Due process developed from clause 39 of Magna Carta in England.
Reference to due process first appeared in a statutory rendition of clause 39 in 1354 AD: “No man of what state or condition he be, shall be put out of his lands or tenements nor taken, nor disinherited, nor put to death, without he be brought to answer by due process of law.”
When English and American law gradually diverged, due process was not upheld in England but became incorporated in the U.S. Constitution.
While there is no definitive list of the “required procedures” that due process requires, Judge Henry Friendly (July 3, 1903 – March 11, 1986), a prominent judge in the United States, who sat on the United States Court of Appeals for the Second Circuit from 1959 through 1974, generated a list that remains highly influential, as to both content and relative priority:
(1) An unbiased tribunal;
(2) Notice of the proposed action and the grounds asserted for it;
(3) Opportunity to present reasons why the proposed action should not be taken;
(4) The right to present evidence, including the right to call witnesses;
(5) The right to know opposing evidence;
(6) The right to cross-examine adverse witnesses;
(7) A decision based exclusively on the evidence presented;
(8) Opportunity to be represented by counsel;
(9) Requirement that the tribunal prepare a record of the evidence presented; and
(10) Requirement that the tribunal prepare written findings of fact and reasons for its decision.
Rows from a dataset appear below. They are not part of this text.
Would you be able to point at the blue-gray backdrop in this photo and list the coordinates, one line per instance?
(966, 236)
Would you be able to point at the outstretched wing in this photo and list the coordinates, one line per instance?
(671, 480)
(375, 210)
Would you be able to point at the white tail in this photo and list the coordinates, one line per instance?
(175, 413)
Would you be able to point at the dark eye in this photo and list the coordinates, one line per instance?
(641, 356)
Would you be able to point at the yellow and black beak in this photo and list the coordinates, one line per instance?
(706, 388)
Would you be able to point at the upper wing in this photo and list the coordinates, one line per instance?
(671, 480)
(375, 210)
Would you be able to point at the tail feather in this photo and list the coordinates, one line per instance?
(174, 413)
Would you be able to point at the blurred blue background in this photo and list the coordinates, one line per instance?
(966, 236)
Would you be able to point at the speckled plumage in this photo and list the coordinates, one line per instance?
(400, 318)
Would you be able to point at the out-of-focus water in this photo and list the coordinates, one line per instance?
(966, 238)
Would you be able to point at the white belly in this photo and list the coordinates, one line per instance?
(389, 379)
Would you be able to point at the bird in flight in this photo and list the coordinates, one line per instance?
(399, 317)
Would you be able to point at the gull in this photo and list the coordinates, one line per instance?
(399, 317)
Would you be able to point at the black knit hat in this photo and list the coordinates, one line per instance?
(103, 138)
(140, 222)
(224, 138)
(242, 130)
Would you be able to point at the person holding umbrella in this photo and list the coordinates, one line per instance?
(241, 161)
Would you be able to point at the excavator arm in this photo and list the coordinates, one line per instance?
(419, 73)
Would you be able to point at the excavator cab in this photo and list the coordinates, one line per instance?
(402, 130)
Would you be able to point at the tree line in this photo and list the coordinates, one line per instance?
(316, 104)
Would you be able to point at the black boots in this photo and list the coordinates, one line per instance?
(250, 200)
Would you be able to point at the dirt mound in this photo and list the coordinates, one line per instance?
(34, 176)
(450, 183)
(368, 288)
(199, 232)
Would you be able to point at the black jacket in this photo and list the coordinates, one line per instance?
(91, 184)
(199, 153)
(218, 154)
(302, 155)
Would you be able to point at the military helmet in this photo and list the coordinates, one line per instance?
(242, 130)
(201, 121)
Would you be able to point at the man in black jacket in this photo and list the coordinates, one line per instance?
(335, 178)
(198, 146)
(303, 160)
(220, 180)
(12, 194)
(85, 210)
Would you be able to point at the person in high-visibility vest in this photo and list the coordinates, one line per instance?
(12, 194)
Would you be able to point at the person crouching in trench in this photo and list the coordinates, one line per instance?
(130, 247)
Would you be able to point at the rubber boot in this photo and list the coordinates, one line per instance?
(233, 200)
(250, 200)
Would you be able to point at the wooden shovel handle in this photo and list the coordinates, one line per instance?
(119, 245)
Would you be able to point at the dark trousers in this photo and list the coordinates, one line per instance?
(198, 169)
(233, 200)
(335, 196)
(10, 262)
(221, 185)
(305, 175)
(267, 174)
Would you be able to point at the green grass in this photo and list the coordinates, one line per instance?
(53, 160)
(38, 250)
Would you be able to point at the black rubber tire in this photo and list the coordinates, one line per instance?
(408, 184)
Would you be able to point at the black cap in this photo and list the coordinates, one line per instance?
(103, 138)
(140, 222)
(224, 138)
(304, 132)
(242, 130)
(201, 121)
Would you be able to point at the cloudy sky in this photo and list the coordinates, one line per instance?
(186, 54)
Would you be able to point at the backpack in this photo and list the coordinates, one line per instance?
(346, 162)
The international news media, on behalf of various governmental agencies, intelligence organizations, private deep state oligarch run businesses, has been blasting from time to time, allegations and accusations leveled by one country or empire versus another, most notably by the Western NATO powers against the Eurasian ones, that of Russia, Syria, Iran, and North Korea, China and others, while the converse has not occurred at all.
This should tell us something.
Lately, the Skripal poisoning attempts, the multiple alleged Bashar Assad Syrian government chemical weapons attacks, and countless others have dominated the headlines.
Russia has been screaming from the rooftops that their greatest concern is that the USA or West will manufacture some type of false flag attack to blame it on them.
The only solution then is that both the United Nations and the International Criminal Court must be given the power, funding, and support by countries that are being victimized by false flag allegations to be empowered to put a stop to these irresponsible lobbings and accusations of criminal conduct by one set of nations versus the others.
When Due Process is absent from our nations’ courts, police departments, law enforcement agencies, then innocent people get thrown into jail in criminal cases or bankrupted in civil matters.
But when nations are not afforded Due Process in the course of international relations, terrorism breaks out, and so does the possibility of nuclear annihilation of all the worlds’ people.